Republican presidential candidate Ben Carson’s inspirational personal story about being offered a scholarship to the prestigious U.S. Military Academy at West Point, N.Y., after meeting a powerful U.S. general is now under scrutiny, following a Politico report on Friday. The tale has been told often, and was laid out in “Gifted Hands,” the 1990 autobiography that made Carson famous and inspired a TV special by the same name in which Cuba Gooding Jr. played the doctor.

Carson’s book said that he was introduced in 1969 to Gen. William Westmoreland, who was then the chief of staff of the Army and a recent commander of U.S. military operations in Vietnam. The meeting, the book said, was followed by Carson being offered a full scholarship to West Point.

[Ben Carson’s allies defend West Point story: He got an offer, but did not apply]
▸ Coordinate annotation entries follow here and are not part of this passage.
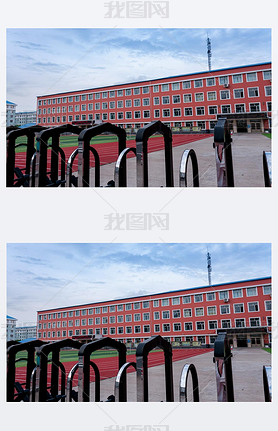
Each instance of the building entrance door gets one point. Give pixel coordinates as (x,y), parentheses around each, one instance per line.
(241,126)
(255,126)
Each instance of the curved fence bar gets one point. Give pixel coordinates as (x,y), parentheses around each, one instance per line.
(84,363)
(183,168)
(223,154)
(30,347)
(223,368)
(120,388)
(42,179)
(42,354)
(121,165)
(267,166)
(189,369)
(142,352)
(30,133)
(267,379)
(142,137)
(84,147)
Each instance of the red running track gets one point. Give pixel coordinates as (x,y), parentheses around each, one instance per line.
(108,367)
(108,152)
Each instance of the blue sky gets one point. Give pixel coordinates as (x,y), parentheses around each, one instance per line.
(45,61)
(41,276)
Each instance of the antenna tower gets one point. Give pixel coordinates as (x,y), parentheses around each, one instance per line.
(209,52)
(209,268)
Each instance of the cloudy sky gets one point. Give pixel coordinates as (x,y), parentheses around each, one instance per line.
(42,276)
(46,61)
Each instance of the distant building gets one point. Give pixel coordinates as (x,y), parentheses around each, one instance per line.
(24,332)
(10,113)
(11,324)
(23,118)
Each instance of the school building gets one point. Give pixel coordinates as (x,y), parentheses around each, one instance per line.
(192,316)
(191,101)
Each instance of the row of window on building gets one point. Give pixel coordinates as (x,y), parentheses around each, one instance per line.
(174,86)
(157,315)
(164,302)
(165,113)
(164,100)
(158,328)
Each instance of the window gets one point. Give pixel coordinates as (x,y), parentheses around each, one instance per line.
(212,324)
(238,93)
(255,321)
(176,314)
(251,291)
(267,90)
(267,74)
(238,308)
(224,94)
(187,312)
(166,327)
(198,83)
(237,78)
(212,110)
(200,326)
(253,92)
(251,76)
(175,86)
(224,309)
(186,299)
(224,294)
(253,306)
(188,326)
(226,323)
(211,296)
(156,315)
(210,82)
(177,326)
(177,99)
(198,297)
(177,112)
(200,110)
(240,323)
(188,111)
(199,311)
(199,97)
(255,107)
(267,290)
(211,310)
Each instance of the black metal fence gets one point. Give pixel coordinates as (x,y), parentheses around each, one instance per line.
(45,378)
(43,168)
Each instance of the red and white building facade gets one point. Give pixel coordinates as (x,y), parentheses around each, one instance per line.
(192,101)
(191,316)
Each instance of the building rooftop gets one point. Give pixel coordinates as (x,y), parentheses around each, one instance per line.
(159,79)
(158,294)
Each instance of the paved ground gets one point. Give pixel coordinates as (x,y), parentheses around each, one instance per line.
(247,365)
(247,150)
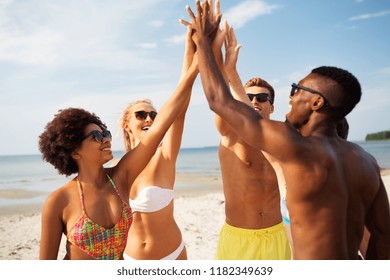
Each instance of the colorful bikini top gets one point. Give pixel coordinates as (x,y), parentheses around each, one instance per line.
(151,199)
(99,242)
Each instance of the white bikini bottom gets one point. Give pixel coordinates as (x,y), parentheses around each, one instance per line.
(171,256)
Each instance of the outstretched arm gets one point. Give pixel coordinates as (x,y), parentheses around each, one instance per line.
(134,161)
(172,140)
(243,119)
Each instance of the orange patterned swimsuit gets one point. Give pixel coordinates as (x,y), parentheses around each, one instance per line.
(99,242)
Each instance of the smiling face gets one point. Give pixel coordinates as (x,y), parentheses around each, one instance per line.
(265,109)
(92,149)
(138,124)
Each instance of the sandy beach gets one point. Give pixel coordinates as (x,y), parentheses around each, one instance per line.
(199,214)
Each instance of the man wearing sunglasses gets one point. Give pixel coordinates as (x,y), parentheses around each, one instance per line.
(253,227)
(334,187)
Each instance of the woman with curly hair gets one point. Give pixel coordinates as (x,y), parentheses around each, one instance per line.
(92,209)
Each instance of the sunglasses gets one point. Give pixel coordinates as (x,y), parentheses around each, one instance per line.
(295,88)
(98,136)
(260,97)
(142,115)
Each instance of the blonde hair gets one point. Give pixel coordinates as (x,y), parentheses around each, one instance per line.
(127,112)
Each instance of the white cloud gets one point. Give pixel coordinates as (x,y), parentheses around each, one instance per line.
(239,15)
(147,45)
(47,33)
(385,71)
(176,40)
(369,16)
(156,23)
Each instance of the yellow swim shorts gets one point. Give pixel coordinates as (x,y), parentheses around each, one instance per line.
(248,244)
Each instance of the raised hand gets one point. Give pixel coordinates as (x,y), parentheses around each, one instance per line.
(205,24)
(190,60)
(231,50)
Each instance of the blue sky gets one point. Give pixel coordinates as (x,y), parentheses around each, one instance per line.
(101,55)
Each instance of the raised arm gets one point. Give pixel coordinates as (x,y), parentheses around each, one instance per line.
(242,118)
(134,161)
(172,140)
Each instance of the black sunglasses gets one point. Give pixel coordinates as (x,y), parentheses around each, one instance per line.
(295,88)
(142,115)
(98,136)
(260,97)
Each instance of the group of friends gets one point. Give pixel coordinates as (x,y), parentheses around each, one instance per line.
(293,190)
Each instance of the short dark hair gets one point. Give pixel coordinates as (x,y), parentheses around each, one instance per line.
(350,85)
(259,82)
(63,135)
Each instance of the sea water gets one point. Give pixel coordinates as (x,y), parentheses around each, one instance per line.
(30,173)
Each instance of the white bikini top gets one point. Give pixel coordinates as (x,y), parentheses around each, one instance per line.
(151,199)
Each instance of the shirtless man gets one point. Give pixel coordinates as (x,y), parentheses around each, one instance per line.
(334,187)
(253,228)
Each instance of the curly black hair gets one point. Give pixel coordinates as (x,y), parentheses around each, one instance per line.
(63,135)
(350,85)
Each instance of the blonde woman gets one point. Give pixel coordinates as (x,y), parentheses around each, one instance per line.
(154,233)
The story held up until now. But in retrospect, it is clear that it doesn’t stand up to scrutiny. The process to getting into West Point requires applicants to obtain a nomination, most commonly from their congressman, senator or vice president of the United States. The secretary of the Army — an appointed civilian leader — also can nominate a student for consideration, but the service’s four-star chief of staff — Westmoreland from July 1968 through June 1972  — is not eligible to do so.

All of those kinds of nominations are considered congressional in nature. The other way to get consideration for admission is through what is known as a service-connected nomination, which has specific requirements. They include being the son or daughter of an individual who served at least eight years, died or became disabled while serving, or earned the Medal of Honor. Enlisted soldiers who obtained the endorsement of their commander to apply can also be considered.
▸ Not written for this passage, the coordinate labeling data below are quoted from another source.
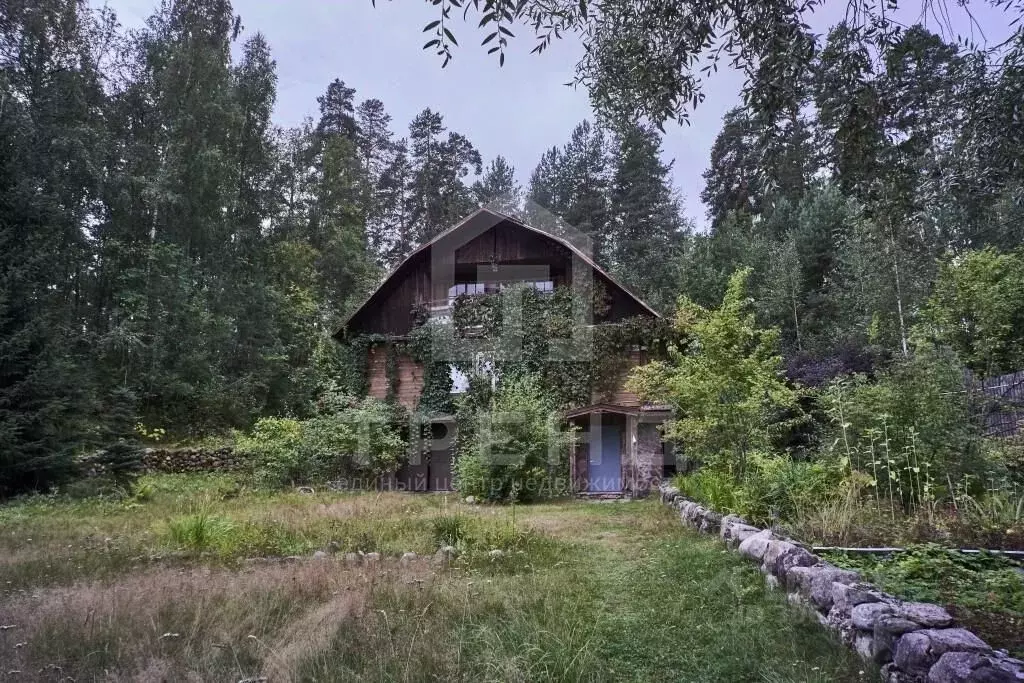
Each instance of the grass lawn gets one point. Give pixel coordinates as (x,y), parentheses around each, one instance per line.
(167,589)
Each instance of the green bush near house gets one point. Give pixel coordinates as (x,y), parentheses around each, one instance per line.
(349,437)
(517,451)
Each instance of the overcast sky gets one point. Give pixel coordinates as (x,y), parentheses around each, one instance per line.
(517,111)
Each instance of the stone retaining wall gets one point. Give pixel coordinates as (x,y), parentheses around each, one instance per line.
(192,460)
(912,642)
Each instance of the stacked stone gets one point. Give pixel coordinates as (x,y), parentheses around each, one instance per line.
(912,642)
(190,460)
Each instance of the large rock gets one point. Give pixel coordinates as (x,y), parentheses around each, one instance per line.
(798,579)
(734,530)
(866,614)
(669,494)
(712,522)
(756,546)
(848,596)
(929,615)
(822,583)
(887,631)
(781,555)
(444,556)
(974,668)
(919,650)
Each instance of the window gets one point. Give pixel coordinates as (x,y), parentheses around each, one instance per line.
(469,289)
(669,467)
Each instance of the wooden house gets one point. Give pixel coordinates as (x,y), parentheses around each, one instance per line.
(621,452)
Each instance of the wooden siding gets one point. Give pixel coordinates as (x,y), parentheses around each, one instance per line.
(428,274)
(619,395)
(410,378)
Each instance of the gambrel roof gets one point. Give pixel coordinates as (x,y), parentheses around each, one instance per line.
(473,225)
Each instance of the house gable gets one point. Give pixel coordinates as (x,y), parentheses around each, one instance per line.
(484,247)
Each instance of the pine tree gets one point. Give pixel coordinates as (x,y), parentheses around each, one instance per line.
(572,183)
(52,105)
(646,226)
(436,195)
(499,188)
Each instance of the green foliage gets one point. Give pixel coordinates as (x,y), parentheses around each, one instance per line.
(772,489)
(986,591)
(725,385)
(909,429)
(518,449)
(450,529)
(977,308)
(348,437)
(274,444)
(200,530)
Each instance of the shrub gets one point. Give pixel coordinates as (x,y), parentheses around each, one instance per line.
(909,429)
(775,487)
(726,385)
(201,530)
(450,530)
(275,444)
(349,437)
(517,450)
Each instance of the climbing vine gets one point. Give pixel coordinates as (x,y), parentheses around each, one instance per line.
(520,331)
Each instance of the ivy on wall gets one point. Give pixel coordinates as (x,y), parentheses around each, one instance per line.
(518,331)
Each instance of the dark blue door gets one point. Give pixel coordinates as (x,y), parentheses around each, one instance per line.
(605,461)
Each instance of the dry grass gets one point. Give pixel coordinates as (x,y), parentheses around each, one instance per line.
(196,624)
(96,591)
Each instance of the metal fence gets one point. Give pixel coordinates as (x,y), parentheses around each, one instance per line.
(998,401)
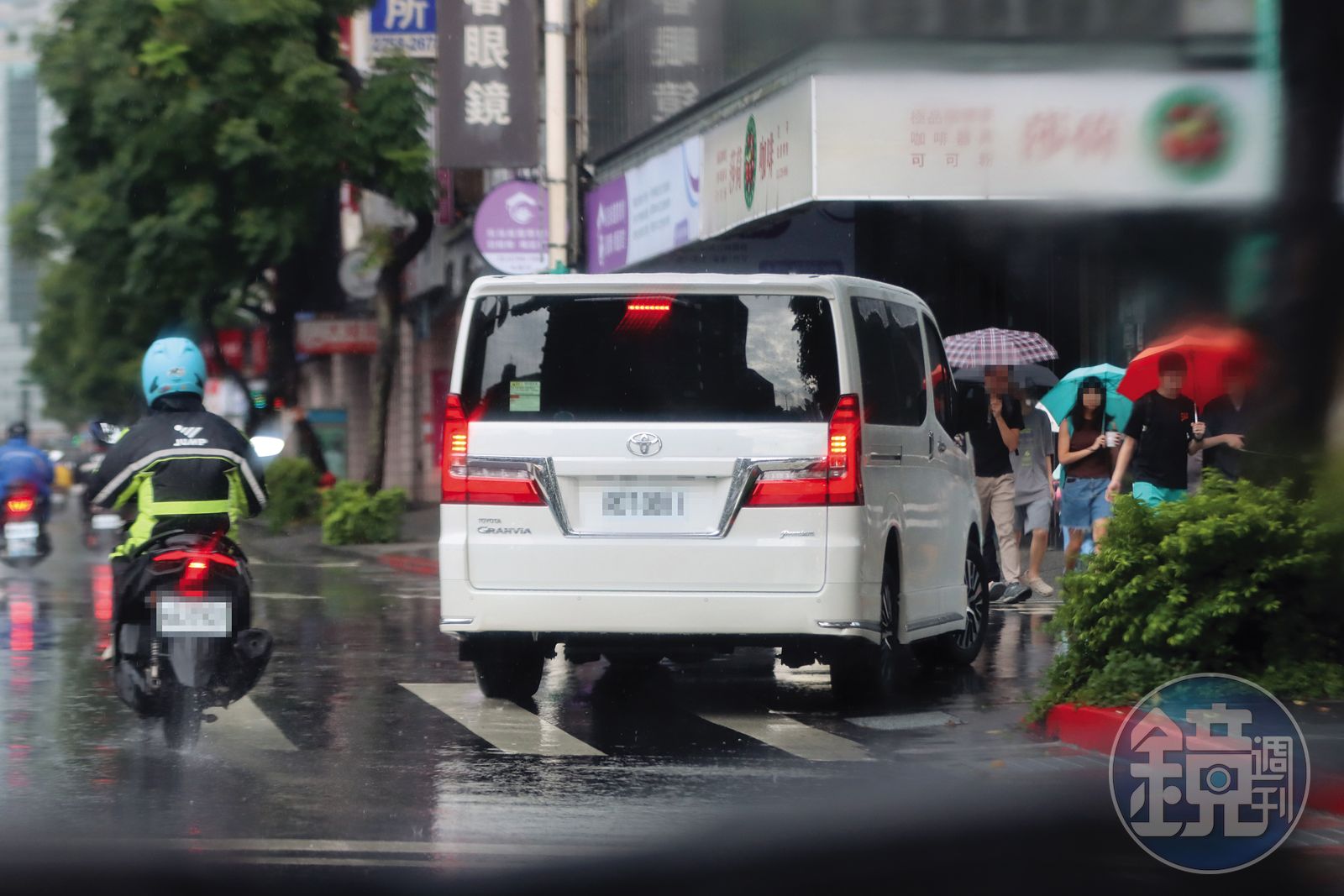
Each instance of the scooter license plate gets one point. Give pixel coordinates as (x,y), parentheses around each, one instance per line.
(194,618)
(27,530)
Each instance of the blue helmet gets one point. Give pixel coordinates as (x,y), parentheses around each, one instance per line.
(172,365)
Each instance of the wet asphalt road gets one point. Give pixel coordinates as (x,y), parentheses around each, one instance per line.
(367,741)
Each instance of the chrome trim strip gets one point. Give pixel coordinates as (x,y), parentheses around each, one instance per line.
(745,474)
(851,624)
(934,621)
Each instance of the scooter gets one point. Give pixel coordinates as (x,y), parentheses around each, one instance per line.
(24,539)
(183,641)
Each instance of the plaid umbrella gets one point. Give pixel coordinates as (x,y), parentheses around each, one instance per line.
(998,347)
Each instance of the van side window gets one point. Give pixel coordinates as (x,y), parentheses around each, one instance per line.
(944,387)
(890,362)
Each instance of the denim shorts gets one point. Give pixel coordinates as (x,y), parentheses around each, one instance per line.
(1084,503)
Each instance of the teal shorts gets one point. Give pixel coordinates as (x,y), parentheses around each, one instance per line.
(1155,495)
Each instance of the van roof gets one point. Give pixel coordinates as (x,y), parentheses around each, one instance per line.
(588,284)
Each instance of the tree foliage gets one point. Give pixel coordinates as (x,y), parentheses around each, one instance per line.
(195,136)
(1240,578)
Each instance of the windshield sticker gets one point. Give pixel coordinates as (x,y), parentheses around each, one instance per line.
(524,396)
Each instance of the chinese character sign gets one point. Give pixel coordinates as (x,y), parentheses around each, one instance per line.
(403,26)
(487,83)
(1210,773)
Members of junior and senior ROTC programs also can apply, but must seek their nomination through their professor of military science. Carson said in his book that he was introduced to Westmoreland by his JROTC director following a Memorial Day parade, but makes no allusion to seeking a nomination of any kind. Politico also reported that Westmoreland wasn’t in Detroit, Carson’s hometown, in 1969 on Memorial Day, citing Army documents.

In addition to the criteria, Carson’s terminology about West Point is questionable. Carson said that he was offered a scholarship to attend, but the school doesn’t offer anything that it calls a scholarship. Rather, students are offered admission without tuition in exchange for serving their country when they graduate.

Politico reported that West Point has no record of Carson applying to the school, let alone being offered admission. Attempts by The Washington Post to reach West Point officials were unsuccessful.